Les plaignants soutiennent que la loi est discriminatoire et cause des torts irréparables et immédiats aux minorités religieuses — surtout en fait aux femmes musulmanes. Ils aimeraient que les tribunaux suspendent deux articles de la loi le temps que l’on entende la contestation sur le fond.

La Loi sur la laïcité de l’État, adoptée en juin dernier à l’Assemblée nationale, interdit notamment aux employés de l’État en position d’autorité coercitive, comme les juges, les policiers et les gardiens de prison, de porter des signes religieux dans l’exercice de leurs fonctions.

Cette interdiction s’étend aussi aux enseignants du réseau public.

La loi reconnaît toutefois un droit acquis aux personnes qui étaient déjà en poste en mars 2019, lorsque le projet de loi 21 a été déposé, à condition que ces personnes conservent leurs fonctions actuelles. La loi comporte aussi une disposition de dérogation pour la soustraire à certains articles des chartes des droits et libertés, notamment le droit à la liberté de religion.

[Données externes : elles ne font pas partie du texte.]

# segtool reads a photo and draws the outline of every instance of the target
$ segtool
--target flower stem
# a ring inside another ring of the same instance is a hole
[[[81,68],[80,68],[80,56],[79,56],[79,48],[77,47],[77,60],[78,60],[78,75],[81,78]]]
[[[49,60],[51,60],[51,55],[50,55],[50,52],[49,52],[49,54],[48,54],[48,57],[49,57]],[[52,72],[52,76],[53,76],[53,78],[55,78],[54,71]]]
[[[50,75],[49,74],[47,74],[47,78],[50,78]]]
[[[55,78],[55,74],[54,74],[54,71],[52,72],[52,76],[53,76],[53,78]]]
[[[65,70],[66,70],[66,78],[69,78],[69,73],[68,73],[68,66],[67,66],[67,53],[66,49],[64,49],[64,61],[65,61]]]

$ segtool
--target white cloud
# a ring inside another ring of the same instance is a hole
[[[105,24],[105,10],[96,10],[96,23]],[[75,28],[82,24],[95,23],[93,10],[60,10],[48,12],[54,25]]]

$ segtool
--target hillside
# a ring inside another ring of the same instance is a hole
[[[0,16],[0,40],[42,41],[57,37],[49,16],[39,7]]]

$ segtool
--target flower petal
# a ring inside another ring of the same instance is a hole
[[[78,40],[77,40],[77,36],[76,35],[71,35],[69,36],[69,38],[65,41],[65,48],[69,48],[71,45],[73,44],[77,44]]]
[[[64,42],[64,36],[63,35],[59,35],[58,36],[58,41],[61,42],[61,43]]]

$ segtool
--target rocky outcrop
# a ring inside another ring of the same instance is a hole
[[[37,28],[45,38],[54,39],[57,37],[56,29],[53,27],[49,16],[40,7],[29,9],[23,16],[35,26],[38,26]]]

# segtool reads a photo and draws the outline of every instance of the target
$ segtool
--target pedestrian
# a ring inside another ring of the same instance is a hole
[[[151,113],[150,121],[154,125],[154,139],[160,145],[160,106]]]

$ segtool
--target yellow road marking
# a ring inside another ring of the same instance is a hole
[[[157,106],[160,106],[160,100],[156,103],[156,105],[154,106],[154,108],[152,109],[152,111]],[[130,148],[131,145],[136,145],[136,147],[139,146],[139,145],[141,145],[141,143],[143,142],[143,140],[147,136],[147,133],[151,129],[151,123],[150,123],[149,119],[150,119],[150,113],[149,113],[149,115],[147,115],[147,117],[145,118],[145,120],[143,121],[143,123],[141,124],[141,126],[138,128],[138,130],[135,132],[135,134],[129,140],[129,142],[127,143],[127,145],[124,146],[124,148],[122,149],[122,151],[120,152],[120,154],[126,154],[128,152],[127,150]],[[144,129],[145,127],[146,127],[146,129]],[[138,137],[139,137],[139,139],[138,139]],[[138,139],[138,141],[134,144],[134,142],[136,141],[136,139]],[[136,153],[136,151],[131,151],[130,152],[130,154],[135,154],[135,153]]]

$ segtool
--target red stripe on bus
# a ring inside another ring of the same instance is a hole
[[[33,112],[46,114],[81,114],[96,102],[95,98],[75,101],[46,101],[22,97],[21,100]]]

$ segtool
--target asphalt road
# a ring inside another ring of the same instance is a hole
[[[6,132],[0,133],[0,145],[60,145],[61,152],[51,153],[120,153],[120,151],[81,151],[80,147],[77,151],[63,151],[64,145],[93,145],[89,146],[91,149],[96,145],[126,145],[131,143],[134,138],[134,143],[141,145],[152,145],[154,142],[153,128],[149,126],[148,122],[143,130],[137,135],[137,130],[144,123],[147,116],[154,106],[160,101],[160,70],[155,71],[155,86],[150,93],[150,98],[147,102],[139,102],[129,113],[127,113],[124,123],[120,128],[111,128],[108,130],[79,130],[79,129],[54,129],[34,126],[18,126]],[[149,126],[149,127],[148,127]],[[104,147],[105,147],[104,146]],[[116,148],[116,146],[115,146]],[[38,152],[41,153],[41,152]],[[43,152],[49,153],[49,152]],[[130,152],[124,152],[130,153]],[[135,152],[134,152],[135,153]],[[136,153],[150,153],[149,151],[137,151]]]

Pour suspendre temporairement l’application d’une loi, la Cour doit pondérer le préjudice invoqué en tenant compte de l’intérêt public. Le juge Michel Yergeau, de la Cour supérieure, a conclu le 18 juillet dernier que les requérants n’avaient pas démontré que la loi était suffisamment préjudiciable pour que le tribunal suspende immédiatement l’article qui interdit à certains employés de l’État de porter des signes religieux au travail, et l’article qui oblige les gens à donner ou à recevoir des services publics à visage découvert. Le juge Yergeau avait aussi précisé que les requérants étaient limités dans leur demande à cause de la disposition de dérogation.

En novembre, deux des trois juges en Cour d’appel ont conclu que le débat sur les questions constitutionnelles soulevées était complexe et méritait de s’y pencher en profondeur — et non pas dans le cadre d’une demande de suspension temporaire. Dissidente, la juge en chef, Nicole Duval Hesler, a demandé : « qui a le plus à perdre » dans le maintien de la loi : « les allergies visuelles de certaines personnes (aux signes religieux) ou le fait que des enseignantes perdent le droit de s’engager dans le travail de leur choix ? ».

La Cour suprême devra d’abord décider si elle entendra l’affaire.